Previously to Visual Studio Code I installed "Anaconda" to use Jupyter, and now it says that i have the existing packages (pandas, numpy...) but keeps appearing this message that doesn't allow me to use pandas in my Visual Studio.
Anyone could help me to solve this issue?
I tried installing again all the packages to check if they didn't exist but apparently are installed all of them but in another route. I can't find how is the way to put them so the Visual Studio Code recognizes them and I can use them.
I also received similar an error on my IDE VSCode and currently using mac m1 .First we need to make sure that the python3 interpreter version from terminal version is the same with our python version selection in VSCode.
open terminal.
type 'python3'
then you will see your python version.(my python3 version is 3.9.12)
python3 version
open your IDE VSCode
open any/current folder that related to python project on IDE VSCode
Check your python version at the bottom right on IDE VSCode (in my case the python version is 3.10.64)
change or switch VSCode python version from 3.10.64 to 3.9.12 (same with your python version on your pc)
done
I also had this problem and it was because of version mismatches.
I had installed Python AND Anaconda. If anyone else has done this and gets this error, you need to uninstall both. Then install Anaconda only; Python (the compatible version) is installed as part of that process.
See https://docs.anaconda.com/anaconda/install/windows/
Also, you can click on the interpreter version at the bottom left corner of the screen (Vs.code 2022) it should show a dropdown menu with a list of the available and selected python interpreter. Click on add interpreter path and paste the path to the python interpreter with all the required modules installed and click enter. This should resolve the problem.
I re-entered the path to Python interpreter and warning disappeared. Hope that helps you.
Another way I solved this issue having followed every other installation process to the letter was deactivating Pylance. Works a (py)charm now.

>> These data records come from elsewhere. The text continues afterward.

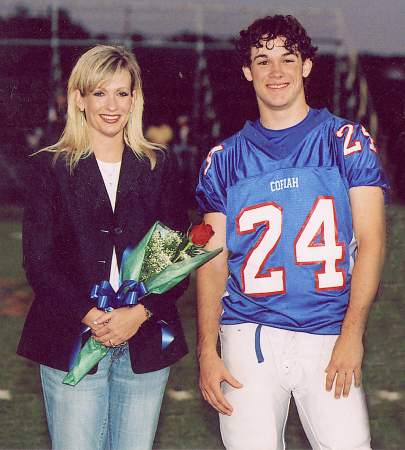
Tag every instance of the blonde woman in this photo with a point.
(93, 194)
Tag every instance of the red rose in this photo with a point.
(200, 234)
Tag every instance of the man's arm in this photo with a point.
(367, 204)
(211, 285)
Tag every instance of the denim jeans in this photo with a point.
(113, 409)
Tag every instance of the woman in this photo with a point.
(93, 194)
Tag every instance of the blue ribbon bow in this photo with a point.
(127, 295)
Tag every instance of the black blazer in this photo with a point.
(69, 231)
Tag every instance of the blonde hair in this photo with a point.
(102, 63)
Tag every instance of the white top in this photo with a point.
(111, 174)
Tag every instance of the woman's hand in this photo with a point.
(114, 328)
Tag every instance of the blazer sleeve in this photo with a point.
(48, 273)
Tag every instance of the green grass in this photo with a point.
(191, 423)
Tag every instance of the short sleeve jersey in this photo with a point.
(289, 230)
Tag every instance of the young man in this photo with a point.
(293, 199)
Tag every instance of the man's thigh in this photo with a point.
(328, 422)
(260, 407)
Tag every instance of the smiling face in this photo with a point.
(107, 107)
(277, 76)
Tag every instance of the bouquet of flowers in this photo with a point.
(161, 260)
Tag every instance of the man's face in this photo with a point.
(277, 75)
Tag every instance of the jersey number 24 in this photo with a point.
(328, 251)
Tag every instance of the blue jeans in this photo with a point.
(113, 409)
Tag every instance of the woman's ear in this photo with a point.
(78, 99)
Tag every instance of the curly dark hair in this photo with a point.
(269, 28)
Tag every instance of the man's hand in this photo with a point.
(346, 360)
(212, 373)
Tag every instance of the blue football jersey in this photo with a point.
(289, 225)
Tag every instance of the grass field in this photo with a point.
(186, 421)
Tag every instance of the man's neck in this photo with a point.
(282, 119)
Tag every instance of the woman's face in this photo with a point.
(107, 107)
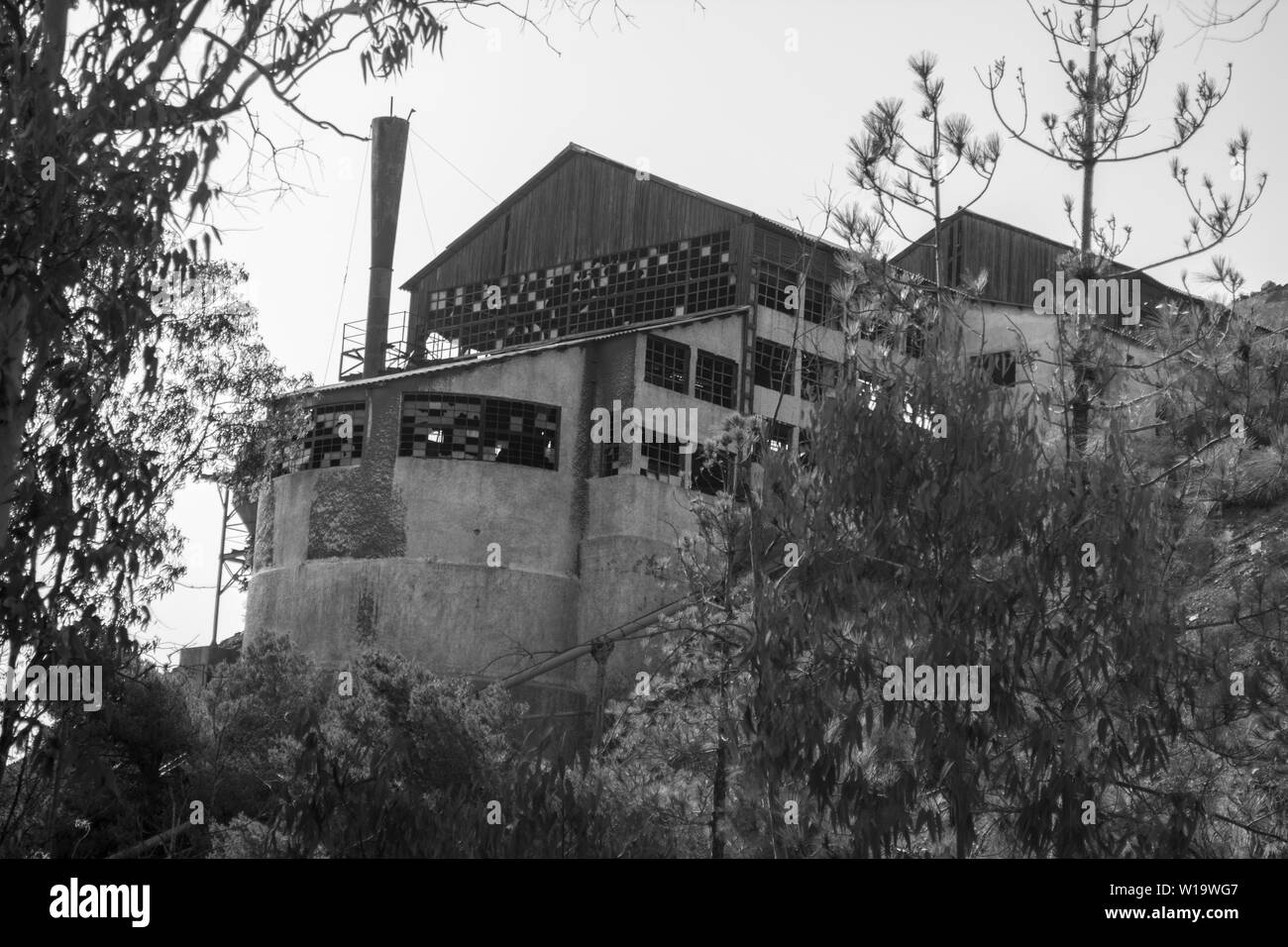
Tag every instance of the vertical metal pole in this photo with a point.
(219, 565)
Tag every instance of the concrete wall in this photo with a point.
(394, 551)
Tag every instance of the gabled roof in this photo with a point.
(1060, 247)
(575, 153)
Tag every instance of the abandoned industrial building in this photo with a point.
(449, 500)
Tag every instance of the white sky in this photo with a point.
(713, 101)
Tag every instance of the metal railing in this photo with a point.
(355, 350)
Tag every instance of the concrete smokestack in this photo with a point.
(387, 158)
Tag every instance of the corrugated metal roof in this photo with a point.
(574, 151)
(531, 350)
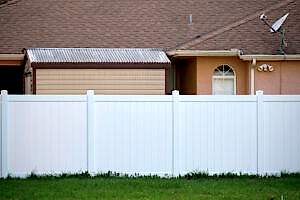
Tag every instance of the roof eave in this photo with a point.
(270, 57)
(192, 53)
(11, 56)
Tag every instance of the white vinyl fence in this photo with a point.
(157, 135)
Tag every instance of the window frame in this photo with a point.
(232, 77)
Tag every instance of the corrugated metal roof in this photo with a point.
(97, 55)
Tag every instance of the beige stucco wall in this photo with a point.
(285, 79)
(206, 66)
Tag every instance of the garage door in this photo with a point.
(103, 81)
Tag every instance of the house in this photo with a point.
(214, 46)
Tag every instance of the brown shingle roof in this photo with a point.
(135, 23)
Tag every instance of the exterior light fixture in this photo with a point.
(265, 68)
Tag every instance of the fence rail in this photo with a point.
(162, 135)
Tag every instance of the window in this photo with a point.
(224, 81)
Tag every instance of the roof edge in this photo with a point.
(12, 56)
(187, 53)
(270, 57)
(233, 52)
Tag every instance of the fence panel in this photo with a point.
(46, 137)
(133, 135)
(149, 134)
(217, 135)
(279, 145)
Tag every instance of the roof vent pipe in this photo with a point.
(190, 19)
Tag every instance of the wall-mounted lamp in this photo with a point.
(265, 68)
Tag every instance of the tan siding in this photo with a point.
(103, 81)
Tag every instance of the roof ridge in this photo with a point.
(198, 39)
(9, 3)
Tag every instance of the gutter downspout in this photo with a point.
(252, 76)
(28, 78)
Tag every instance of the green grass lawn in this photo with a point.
(287, 187)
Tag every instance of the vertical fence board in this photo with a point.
(47, 137)
(219, 137)
(280, 143)
(134, 137)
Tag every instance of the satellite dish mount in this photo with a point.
(277, 27)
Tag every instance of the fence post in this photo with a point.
(175, 132)
(260, 126)
(4, 136)
(90, 132)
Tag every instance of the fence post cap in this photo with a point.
(259, 92)
(90, 92)
(175, 92)
(3, 92)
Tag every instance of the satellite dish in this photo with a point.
(277, 25)
(277, 28)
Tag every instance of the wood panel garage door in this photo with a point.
(103, 81)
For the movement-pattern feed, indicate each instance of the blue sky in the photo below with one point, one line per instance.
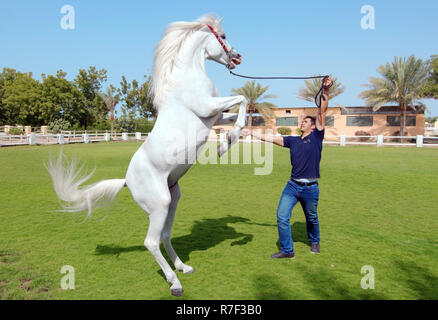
(281, 38)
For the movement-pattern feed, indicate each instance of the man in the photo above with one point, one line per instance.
(305, 156)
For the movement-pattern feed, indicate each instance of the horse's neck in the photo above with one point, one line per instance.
(191, 56)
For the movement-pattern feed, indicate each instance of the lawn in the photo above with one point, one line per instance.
(378, 207)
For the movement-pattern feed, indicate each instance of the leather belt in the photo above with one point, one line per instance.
(304, 184)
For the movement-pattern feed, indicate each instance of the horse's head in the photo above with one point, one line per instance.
(218, 48)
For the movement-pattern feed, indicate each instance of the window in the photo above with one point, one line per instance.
(364, 121)
(290, 121)
(330, 121)
(394, 121)
(258, 121)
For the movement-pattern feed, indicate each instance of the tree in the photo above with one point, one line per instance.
(313, 86)
(20, 98)
(402, 83)
(255, 94)
(111, 100)
(146, 108)
(135, 101)
(430, 89)
(89, 82)
(61, 100)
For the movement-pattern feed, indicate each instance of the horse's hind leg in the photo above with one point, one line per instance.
(175, 194)
(157, 205)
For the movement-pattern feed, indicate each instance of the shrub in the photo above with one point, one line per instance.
(58, 125)
(362, 133)
(284, 131)
(15, 131)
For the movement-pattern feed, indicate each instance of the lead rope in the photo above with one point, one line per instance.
(318, 97)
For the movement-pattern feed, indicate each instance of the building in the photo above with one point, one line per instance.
(347, 121)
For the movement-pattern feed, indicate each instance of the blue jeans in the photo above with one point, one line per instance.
(308, 196)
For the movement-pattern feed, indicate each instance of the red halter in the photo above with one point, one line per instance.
(219, 39)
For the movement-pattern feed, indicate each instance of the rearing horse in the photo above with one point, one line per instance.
(188, 106)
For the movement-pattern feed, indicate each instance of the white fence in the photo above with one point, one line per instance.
(68, 137)
(81, 137)
(381, 140)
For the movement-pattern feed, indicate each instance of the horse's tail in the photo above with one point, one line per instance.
(66, 180)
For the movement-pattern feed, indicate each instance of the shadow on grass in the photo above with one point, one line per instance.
(299, 233)
(205, 234)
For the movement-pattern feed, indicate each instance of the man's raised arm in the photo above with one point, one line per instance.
(264, 137)
(320, 119)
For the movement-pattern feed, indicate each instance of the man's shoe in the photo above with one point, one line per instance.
(280, 255)
(315, 248)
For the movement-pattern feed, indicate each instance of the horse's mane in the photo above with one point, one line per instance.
(167, 50)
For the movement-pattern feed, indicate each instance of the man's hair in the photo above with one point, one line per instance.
(312, 119)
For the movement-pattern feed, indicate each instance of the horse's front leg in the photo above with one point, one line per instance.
(234, 134)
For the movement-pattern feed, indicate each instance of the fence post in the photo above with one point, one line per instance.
(221, 137)
(60, 138)
(380, 140)
(419, 141)
(32, 138)
(342, 140)
(85, 136)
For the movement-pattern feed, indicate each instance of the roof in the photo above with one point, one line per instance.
(367, 110)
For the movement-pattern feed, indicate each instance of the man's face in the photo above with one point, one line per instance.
(306, 125)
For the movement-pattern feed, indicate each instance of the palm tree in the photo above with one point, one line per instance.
(110, 101)
(255, 94)
(313, 86)
(402, 83)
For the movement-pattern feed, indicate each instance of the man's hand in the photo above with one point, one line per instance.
(327, 83)
(246, 132)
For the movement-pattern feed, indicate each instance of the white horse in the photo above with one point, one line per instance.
(188, 106)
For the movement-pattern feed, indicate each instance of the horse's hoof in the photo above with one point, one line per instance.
(189, 270)
(176, 292)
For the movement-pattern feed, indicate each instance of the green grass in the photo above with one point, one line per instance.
(378, 207)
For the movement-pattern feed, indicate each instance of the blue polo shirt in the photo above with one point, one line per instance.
(305, 154)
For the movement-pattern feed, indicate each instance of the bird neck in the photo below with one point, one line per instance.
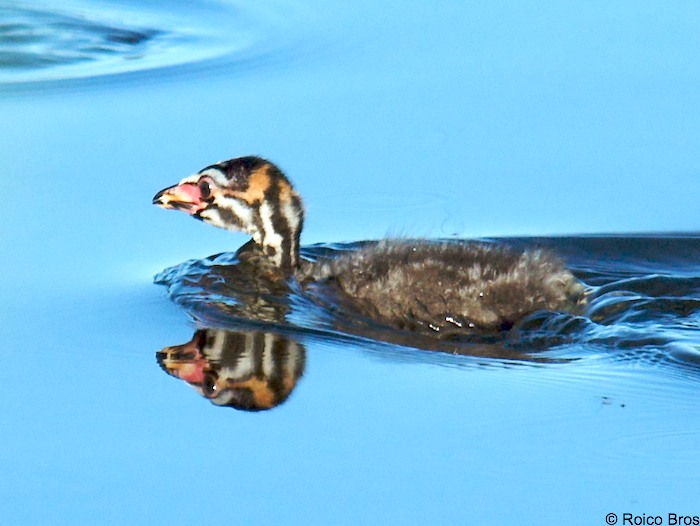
(277, 234)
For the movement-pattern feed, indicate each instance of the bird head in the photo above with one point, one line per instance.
(246, 194)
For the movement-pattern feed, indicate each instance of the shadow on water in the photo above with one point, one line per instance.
(81, 42)
(644, 307)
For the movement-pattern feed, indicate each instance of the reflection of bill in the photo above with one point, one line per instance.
(249, 370)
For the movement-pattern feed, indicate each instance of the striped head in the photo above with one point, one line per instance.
(248, 370)
(246, 194)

I encountered this problem in VSCode under remote to WSL2 of Windows 10. The Python version is correct as interpreter (3.9.13) and the terminal in VSCode is also under the same envs (ie. VSCode ran "conda activate xx" and (xx) is shown in prompt)
Originally, I tried to install the pandas by the following command.
sudo apt-get install python3-pandas
Pandas was installed successfully as stated in the terminal but the problem is still there.
When I try to install pandas by the following command, the problem solved.
pip install pandas
I am quite familiar with Pycharm except 1 thing that I can't seem to figure out how to download Keras_contrib which is not availble in conda's channel and conda-forge channel which is also often used.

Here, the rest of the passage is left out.